Hackers like printers more than you would think. In 2020, Cybernews ran what it called the Printer Hack Experiment. It compromised 56% of 50,000 printers and made them print a page about printer security. That is roughly 28,000 devices, taken over because nobody treated the printer as a computer worth protecting.
What a printer hands an attacker
A printer touches payroll documents, contracts, and client records all day. That makes it a target. Here is what an attacker gets once they are in.
- Your stored files. Every print, scan, and copy can leave a digital copy behind. Many printers have a built-in hard drive holding years of documents: payroll, contracts, employee records. An attacker can pull or reprint those files without you ever knowing.
- An easy login. Most printers ship with a default admin login like admin/admin or 123456. Plenty of offices never change it, which hands control straight over.
- A door into the network.
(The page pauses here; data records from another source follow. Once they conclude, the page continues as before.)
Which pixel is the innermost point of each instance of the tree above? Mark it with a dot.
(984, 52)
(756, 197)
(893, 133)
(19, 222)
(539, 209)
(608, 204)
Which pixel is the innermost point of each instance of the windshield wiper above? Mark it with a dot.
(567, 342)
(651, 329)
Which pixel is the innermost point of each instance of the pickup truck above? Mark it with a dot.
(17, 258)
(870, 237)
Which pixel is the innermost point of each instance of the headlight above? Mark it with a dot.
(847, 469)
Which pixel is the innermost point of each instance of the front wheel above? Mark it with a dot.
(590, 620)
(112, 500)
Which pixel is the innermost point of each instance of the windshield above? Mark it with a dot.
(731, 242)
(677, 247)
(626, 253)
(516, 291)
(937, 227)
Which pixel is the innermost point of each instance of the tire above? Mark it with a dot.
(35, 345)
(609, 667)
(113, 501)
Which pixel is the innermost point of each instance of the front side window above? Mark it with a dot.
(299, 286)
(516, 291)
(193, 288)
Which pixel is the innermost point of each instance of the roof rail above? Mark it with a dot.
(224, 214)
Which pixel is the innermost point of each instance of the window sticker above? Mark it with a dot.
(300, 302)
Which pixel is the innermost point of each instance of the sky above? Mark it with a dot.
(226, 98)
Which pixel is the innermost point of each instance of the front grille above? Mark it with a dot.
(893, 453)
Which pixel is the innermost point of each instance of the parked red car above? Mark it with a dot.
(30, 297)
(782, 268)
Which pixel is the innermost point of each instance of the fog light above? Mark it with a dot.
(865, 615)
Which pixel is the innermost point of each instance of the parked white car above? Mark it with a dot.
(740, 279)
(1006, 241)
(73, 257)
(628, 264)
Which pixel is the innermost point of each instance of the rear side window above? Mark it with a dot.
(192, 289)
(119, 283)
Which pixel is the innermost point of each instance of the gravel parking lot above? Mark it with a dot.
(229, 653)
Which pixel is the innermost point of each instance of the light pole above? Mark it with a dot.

Printers sit on your WiFi and your company network. A compromised one becomes a foothold for installing malware or ransomware and for reaching other devices.
- Print jobs in transit. If print jobs are not encrypted, an attacker can grab a document before it reaches the printer. Contracts, legal paperwork, and medical records all travel that path.
- A way to watch you. Many printers have storage and scan-to-email built in. Take over the device and you can reach scanned documents, emails, and stored files remotely.
- Old firmware with known holes. A printer needs security updates like anything else. Most offices never apply them, so known exploits keep working.
- A retired printer's leftovers. Toss a printer without clearing it and the data left on its storage is there for the taking. That can mean a breach and the legal liability that follows. Wipe the storage before any printer leaves the building.
How to lock down your printers
None of this needs a big project. Work down the list.
- Change the default password. If your printer still uses what it shipped with, change it now. Use a strong, unique password, the kind you would set for email or banking.
- Update the firmware. Manufacturers ship security patches for a reason. Check for updates in the printer settings, or have your IT team handle it.
- Encrypt print jobs. Turn on Secure Print and end-to-end encryption so jobs cannot be intercepted on the way.
- Restrict who can print. Set access controls so only authorized people send jobs. If the printer supports PIN codes, require them for sensitive jobs. A guest option covers everyone else.
- Clear stored data. Some printers let you delete stored jobs by hand. If yours has a hard drive, encrypt it, and wipe or destroy that drive before you get rid of the printer.
- Put it behind a firewall. Treat the printer like any other computer and keep it behind a firewall to block unauthorized access.
- Watch the activity. Have your IT team track printer logs. Odd print activity, remote access attempts, or someone printing sensitive documents who shouldn't be should set off alarms.
Treat the printer like a computer
Plenty of offices skip printer security because a printer is just a printer. Attackers count on exactly that. The overlooked device is the easy target.
Lock down every computer and leave the printer wide open, and you have left the gap that matters.